Le président américain a également évoqué l’avenir politique de l’Iran après la mort du guide suprême Ali Khamenei, tué samedi lors de frappes menées par les États-Unis et Israël au début du conflit.
Selon Donald Trump, la situation la plus inquiétante serait de voir émerger à Téhéran un successeur « aussi mauvais » que l’ancien guide suprême. « Nous ne voulons pas que cela se produise », a-t-il déclaré, estimant qu’un responsable issu de l’intérieur du pays et plus modéré serait préférable pour l’avenir de l’Iran.
Ces déclarations interviennent alors que les frappes aériennes américaines et israéliennes se poursuivent contre des cibles militaires iraniennes, dans une opération visant notamment les capacités balistiques et les infrastructures stratégiques du régime.

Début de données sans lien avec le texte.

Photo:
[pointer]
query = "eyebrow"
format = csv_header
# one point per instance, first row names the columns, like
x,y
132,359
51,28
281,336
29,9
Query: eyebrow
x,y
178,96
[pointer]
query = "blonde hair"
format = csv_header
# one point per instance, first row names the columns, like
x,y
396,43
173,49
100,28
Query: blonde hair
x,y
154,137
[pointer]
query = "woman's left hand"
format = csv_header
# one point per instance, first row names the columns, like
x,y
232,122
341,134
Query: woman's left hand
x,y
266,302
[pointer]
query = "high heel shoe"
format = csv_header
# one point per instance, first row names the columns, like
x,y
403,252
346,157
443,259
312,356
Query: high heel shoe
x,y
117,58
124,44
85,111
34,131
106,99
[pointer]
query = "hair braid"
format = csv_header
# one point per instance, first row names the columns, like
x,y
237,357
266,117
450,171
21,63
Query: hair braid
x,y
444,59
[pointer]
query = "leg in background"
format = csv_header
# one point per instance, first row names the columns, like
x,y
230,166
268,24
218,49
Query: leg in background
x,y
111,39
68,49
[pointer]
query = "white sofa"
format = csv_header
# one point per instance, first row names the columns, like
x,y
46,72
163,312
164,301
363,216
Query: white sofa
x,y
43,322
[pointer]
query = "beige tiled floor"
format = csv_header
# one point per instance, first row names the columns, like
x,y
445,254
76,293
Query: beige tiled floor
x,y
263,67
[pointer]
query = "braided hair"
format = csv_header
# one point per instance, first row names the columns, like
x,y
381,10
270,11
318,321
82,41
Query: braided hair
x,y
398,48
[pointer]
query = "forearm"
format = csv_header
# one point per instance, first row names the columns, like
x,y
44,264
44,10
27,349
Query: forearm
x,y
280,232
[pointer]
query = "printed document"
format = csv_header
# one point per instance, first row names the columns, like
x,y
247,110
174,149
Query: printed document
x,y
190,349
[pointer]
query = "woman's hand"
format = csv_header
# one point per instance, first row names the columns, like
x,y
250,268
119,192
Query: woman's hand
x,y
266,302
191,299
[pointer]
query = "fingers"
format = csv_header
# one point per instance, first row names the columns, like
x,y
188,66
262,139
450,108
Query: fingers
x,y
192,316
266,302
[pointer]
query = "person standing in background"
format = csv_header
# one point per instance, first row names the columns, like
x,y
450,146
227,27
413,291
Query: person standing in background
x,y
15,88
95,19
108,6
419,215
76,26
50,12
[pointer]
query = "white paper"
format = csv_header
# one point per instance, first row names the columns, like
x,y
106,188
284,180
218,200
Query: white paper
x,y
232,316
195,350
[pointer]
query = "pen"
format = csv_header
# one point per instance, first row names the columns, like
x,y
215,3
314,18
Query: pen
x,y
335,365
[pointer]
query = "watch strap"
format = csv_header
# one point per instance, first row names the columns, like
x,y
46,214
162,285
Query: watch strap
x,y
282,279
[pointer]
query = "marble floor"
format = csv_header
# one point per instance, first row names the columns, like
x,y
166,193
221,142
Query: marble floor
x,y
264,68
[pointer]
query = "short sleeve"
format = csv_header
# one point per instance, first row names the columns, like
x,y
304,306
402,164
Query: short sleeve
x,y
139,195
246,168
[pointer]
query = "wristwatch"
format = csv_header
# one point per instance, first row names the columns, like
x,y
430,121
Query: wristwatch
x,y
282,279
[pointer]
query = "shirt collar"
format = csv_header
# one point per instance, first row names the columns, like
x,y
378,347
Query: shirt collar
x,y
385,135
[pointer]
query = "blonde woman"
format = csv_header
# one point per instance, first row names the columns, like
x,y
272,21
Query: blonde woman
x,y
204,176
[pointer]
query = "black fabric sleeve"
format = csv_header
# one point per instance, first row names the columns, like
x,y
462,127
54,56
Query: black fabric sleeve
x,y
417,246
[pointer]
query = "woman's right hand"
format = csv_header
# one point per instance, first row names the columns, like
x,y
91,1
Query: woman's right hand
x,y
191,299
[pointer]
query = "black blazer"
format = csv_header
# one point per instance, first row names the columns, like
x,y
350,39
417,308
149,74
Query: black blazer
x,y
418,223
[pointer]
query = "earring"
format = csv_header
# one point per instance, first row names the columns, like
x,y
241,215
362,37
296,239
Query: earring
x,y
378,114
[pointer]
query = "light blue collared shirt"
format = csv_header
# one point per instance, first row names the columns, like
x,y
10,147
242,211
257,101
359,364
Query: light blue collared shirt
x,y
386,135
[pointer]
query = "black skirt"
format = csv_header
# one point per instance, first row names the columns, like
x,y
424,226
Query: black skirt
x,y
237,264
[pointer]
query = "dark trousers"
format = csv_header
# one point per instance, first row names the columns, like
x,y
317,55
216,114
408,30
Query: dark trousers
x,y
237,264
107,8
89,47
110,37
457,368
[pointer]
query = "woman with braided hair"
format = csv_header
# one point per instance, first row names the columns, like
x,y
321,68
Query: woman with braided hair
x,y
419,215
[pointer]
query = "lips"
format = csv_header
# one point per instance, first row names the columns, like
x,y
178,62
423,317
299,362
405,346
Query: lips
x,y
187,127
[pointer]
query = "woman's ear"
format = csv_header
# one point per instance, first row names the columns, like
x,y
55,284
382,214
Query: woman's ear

Le conflit a débuté le 28 février lorsque les États-Unis et Israël ont lancé une série de frappes aériennes contre des installations militaires et stratégiques iraniennes. L’opération a notamment visé des sites liés au programme de missiles et à l’appareil sécuritaire du régime.
Au cours de ces frappes, le guide suprême iranien Ali Khamenei, au pouvoir depuis 1989, a été tué avec plusieurs hauts responsables du régime, provoquant une escalade majeure dans la région et des menaces de représailles de la part de Téhéran et de ses alliés.